L’escarpolette

Un texte de Michel Guibord

Paru dans le numéro

Publié le : 15 mai 2015

Dernière mise à jour : 3 novembre 2020

 

La photo de mariage accrochée au salon date de la fin des années soixante. On y voit Paulette sur une balançoire, la robe à crinoline gonflée par la poussée que vient de lui donner Oscar, debout derrière. Cette photo est la plus souriante, la mieux réussie de toute leur collection; c’est pour cette raison qu’ils…

La photo de mariage accrochée au salon date de la fin des années soixante. On y voit Paulette sur une balançoire, la robe à crinoline gonflée par la poussée que vient de lui donner Oscar, debout derrière. Cette photo est la plus souriante, la mieux réussie de toute leur collection; c’est pour cette raison qu’ils n’ont jamais pu se résoudre à lui faire prendre le chemin du grenier comme les autres. Pour Paulette, c’est aussi le doux souvenir de son enfance à la campagne, chez ses grands-parents maternels. C’est leur bonheur en image. À tel point qu’aucun des deux n’a jamais réalisé combien leur apparence s’était modifiée depuis ce temps. Leurs traits se sont épaissis et affaissés, mais leurs sourires sont restés les mêmes et ils éprouvent toujours le même plaisir à se retrouver ensemble.

Ils aiment penser qu’ils forment la meilleure équipe. Chacun a gardé pour l’autre tout son charme et sa beauté. Elle seule sait le faire chavirer d’un sourire; lui seul peut la séduire en l’emmitouflant dans ses bras. Leurs rares accrochages, leurs courtes impatiences sont désormais sans conséquence. Ils ont surmonté pire, ils ont appris; le temps a émoussé les rugosités de la vie à deux. Peu bavard et bien campé dans ses certitudes, Oscar oublie encore trop souvent de lui répéter à quel point il l’aime et combien il est heureux à ses côtés. Elle, pourtant, n’attend que ça.

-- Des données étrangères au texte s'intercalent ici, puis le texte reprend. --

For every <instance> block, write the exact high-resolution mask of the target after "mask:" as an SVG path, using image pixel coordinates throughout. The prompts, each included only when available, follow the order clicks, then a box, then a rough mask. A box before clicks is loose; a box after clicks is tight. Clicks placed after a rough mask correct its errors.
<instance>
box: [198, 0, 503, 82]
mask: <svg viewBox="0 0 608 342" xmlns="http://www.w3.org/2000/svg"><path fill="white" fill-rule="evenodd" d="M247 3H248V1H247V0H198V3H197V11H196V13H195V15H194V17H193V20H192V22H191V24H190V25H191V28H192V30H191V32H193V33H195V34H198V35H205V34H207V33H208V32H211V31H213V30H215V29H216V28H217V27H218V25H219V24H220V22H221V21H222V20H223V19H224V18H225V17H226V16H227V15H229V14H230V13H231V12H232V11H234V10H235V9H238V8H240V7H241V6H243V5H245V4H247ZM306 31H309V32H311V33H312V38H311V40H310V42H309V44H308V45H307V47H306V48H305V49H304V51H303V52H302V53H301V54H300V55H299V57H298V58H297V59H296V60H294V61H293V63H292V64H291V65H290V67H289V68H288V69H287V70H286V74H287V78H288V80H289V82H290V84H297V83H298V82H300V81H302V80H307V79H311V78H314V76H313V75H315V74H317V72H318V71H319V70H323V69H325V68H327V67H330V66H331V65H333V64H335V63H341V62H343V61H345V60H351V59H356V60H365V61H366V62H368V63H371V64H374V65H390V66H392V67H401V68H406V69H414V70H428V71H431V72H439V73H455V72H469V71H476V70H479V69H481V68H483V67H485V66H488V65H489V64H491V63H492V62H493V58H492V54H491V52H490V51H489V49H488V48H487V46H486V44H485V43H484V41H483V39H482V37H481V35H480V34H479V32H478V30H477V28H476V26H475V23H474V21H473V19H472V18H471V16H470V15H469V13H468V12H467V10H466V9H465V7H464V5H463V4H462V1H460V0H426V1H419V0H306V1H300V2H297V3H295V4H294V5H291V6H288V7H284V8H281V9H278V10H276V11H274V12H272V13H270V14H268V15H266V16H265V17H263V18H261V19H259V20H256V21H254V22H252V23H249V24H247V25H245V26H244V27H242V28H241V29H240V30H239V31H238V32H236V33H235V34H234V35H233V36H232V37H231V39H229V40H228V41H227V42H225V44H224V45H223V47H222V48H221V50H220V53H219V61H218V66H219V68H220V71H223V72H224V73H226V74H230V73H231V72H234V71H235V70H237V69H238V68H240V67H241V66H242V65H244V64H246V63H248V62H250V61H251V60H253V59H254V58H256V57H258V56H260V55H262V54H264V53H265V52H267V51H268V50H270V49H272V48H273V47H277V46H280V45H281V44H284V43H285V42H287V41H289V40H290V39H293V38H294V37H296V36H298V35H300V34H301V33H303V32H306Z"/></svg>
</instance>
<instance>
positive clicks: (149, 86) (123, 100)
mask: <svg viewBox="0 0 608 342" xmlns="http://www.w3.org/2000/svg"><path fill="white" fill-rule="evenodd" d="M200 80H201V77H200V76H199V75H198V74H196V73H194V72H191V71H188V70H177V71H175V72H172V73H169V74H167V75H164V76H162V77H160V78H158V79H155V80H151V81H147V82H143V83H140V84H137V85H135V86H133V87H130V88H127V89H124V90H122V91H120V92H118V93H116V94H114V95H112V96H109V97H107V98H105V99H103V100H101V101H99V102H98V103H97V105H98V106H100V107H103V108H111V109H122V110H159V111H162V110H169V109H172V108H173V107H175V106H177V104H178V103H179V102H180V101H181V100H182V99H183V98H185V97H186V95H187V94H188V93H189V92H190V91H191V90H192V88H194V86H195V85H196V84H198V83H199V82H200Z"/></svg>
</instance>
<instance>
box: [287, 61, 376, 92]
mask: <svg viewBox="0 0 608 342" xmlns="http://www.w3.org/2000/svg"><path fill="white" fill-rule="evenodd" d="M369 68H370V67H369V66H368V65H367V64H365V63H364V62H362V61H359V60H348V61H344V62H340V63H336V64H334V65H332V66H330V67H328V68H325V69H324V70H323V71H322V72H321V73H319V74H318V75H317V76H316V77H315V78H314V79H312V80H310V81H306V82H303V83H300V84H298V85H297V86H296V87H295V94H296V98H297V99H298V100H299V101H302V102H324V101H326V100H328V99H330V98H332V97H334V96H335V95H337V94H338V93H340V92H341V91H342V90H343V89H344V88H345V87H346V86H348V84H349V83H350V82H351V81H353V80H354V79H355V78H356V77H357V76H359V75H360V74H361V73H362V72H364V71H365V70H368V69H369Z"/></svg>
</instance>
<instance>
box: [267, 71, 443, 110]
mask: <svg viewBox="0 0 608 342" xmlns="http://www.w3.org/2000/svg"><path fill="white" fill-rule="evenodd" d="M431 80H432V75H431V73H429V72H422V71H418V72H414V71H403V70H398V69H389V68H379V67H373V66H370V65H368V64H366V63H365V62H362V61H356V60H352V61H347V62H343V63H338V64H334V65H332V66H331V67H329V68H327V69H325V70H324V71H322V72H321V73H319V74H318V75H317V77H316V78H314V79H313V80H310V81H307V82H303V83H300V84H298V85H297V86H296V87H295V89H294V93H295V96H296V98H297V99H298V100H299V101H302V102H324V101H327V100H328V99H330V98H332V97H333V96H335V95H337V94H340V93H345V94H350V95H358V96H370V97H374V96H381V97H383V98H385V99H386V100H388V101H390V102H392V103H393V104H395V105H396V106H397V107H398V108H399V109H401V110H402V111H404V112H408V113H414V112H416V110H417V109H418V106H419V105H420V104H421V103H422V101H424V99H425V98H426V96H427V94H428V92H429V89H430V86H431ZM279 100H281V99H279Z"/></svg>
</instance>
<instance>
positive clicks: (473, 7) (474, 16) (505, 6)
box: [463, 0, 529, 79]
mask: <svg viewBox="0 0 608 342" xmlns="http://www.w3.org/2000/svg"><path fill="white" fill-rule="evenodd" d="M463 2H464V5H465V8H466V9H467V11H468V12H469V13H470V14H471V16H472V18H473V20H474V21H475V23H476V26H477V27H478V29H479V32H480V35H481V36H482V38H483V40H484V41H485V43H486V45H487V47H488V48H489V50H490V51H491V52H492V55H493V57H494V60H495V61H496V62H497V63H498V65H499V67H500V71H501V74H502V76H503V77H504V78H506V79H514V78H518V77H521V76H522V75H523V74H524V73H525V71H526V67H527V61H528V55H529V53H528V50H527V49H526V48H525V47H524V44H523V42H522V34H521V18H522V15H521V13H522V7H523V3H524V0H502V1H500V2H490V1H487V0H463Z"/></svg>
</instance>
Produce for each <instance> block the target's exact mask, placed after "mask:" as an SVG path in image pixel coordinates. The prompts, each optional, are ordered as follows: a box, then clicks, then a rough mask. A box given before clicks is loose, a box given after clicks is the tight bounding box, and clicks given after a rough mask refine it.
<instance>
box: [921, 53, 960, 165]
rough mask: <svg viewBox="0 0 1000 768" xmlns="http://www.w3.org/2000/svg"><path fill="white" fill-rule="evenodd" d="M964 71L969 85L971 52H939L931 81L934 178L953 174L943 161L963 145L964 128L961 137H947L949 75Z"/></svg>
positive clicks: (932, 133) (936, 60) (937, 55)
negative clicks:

Leurs enfants triment dur, loin dans la métropole, se dévouant à leur tour à leur carrière et à leur progéniture. On garde le contact par textos, courriels, et autres communications électroniques. Les embrassades et les câlins, c’est pour le temps des Fêtes et pour quelques rares occasions en cours d’année.

Ce matin-là au réveil, Oscar met le pied dehors comme à son habitude. Le printemps, tardif, ne prend que lentement sa place cette année. Debout, les poings sur les hanches, en roi et maître il contemple son minuscule royaume. Et soudain, en même temps qu’un frémissement passe dans les branches de son grand chêne, il lui vient une idée qui fera plaisir à Paulette. Il en est sûr. L’émotion lui monte tout de suite à la gorge et il ressent des picotements dans les yeux comme quand il tranche les oignons pour la soupe.

Son initiative le remplit de fierté et de bonheur. Il se dirige vers la quincaillerie et en ressort avec un gros sac. Cela lui prend une bonne heure pour mettre son plan à exécution. Ça n’est pas facile de rejoindre la grosse branche fourchue du chêne, à près de quatre mètres du sol. De son côté, Paulette a entrepris de faire le changement de saison de sa garde-robe et ne se rend pas compte du manège de son mari. Pour elle, il s’affaire au train-train autour de la maison, comme à tous les printemps.

Oscar admire son œuvre. Il y a un bout de temps qu’il n’avait bricolé. Mais il hésite; comment faire la surprise à Paulette? Devrait-il attendre qu’elle en fasse elle-même la découverte ou ferait-il mieux de l’attirer dehors? Il n’a pas à prolonger sa réflexion, car Paulette vient le rejoindre dans sa contemplation, deux tasses de café dans les mains. Tout s’arrête. Le silence est court, mais violent comme la foudre. Le décor s’immobilise : les oiseaux et les écureuils attendent avant de reprendre leurs activités. En quelques secondes, le café est déposé par terre et Paulette s’est déjà élancée, les pieds pointant le ciel et le cœur palpitant comme au beau jour de la photo du salon. Elle vogue sur son escarpolette à elle! Celle que son homme a montée de ses mains! Celle qu’elle appellera son Oscar-Paulette!